Patterson Shafer, Life Sciences Specialist Leader, Deloitte Consulting LLP

Regulatory Affairs teams can be instrumental in speeding time to market through innovative registration strategies as well as effective submissions development. Regulatory also plays a key role in maintaining patient access to products and optimizing profitability through effective lifecycle management. The business case for leading-class regulatory capabilities should therefore be focused on maximizing revenue and minimizing compliance and quality costs, rather than simply focusing on process efficiency.

Value reflects the balance between costs and benefits. Investment in an effective RIM solution involves not only the RIM technology, but process, organizational change, and data management elements. However, investing in the regulatory function, if made appropriately, could return substantial benefits in cost avoidance and improved financial performance.

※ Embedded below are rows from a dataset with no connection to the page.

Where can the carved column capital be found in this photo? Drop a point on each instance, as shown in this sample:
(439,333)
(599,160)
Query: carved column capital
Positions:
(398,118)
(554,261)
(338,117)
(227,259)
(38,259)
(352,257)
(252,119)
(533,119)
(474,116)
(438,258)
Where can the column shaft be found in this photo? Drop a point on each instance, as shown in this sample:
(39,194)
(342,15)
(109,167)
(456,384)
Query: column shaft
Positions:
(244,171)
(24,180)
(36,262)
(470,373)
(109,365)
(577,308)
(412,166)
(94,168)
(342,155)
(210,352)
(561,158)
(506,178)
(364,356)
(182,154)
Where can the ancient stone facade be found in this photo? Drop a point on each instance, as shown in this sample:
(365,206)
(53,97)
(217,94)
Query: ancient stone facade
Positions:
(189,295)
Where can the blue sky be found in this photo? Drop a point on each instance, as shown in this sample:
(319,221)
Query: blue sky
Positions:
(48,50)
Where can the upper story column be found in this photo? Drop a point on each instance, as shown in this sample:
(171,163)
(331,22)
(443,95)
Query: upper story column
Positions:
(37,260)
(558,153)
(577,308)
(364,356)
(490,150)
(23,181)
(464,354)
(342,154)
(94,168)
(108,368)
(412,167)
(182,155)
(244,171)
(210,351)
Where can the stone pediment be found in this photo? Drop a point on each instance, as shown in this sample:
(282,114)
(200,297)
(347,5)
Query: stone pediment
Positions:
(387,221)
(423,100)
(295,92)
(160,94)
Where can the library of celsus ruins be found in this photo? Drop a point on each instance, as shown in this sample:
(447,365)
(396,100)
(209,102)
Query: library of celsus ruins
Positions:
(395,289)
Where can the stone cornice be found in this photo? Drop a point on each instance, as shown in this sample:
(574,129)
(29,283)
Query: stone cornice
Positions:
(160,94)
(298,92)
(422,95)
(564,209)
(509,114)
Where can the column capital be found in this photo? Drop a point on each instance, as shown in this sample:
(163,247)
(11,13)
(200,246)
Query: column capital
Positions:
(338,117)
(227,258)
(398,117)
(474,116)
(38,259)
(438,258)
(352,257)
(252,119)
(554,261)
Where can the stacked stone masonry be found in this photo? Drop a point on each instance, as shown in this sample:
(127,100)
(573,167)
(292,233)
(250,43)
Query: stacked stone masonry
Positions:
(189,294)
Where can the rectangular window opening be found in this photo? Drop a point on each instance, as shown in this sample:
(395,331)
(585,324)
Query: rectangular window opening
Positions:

Previous challenges defining the business case for RIM are due in part to how the scope of change radically effects the financial impact. Any single RIM capability will likely have a proportionally smaller impact if changed independently rather than as part of a broader initiative. Due to the complexity of regulatory processes, particularly in multi-national companies, taking a unified approach will likely deliver returns far greater than the sum of smaller, isolated initiatives. Below are a few of the potential benefits from a unified approach to RIM:

  • Faster time to approval – A unified RIM solution connects planning to execution, allowing real-time process monitoring. Teams can quickly spot constraints and take corrective action. Adopting a common platform also drives consistency and reduces wasted efforts. Valuing the time saved can be measured in thousands of dollars in cost efficiencies or millions of dollars in revenue enhancement.
  • Optimize profitability and access to drug products – During lifecycle maintenance, integrating regulatory intelligence into the change control and variation management process, allows companies to manage change efficiently and reduces the risk of change-related recalls. One Top 20 company estimated wasting 75,000 hours per year on manual data entry and rework due to inefficient change control and variation management processes.
  • Improved Health Authority (HA) interactions– Higher quality submissions translates to a more efficient review process for authorities, and builds credibility. In this era of risk-based oversight, credibility translates to speed and potentially a reduced regulatory burden.
  • Compliant product release – Integrated change control and variation management processes and connection to ERP systems can greatly reduce the likelihood of releasing updated products into a market before HA approval of the variation. Recalls associated with label-related changes alone cost the industry hundreds of millions of dollars per year.
  • Talent retention – Companies report that employee turnover on regulatory teams is linked to the stress of the filing, and increases greatly if team members consider processes to be inefficient or wasteful. Being able to perform one’s job efficiently and the perception of being part of a high-performing organization contributes to employee satisfaction and retention.
  • When making the business case for RIM transformation, companies should plan, and budget for, non-technology activities such as process re-engineering and data governance initiatives. It has been said that “culture trumps strategy;” as such, changing attitudes and behaviors is no simple effort. Organizational Change Management should be integrated in all design, piloting, and implementation efforts. Investing in communications, training, and ongoing support can help ensure successful adoption and sustainment of the changes associated with implementing RIM.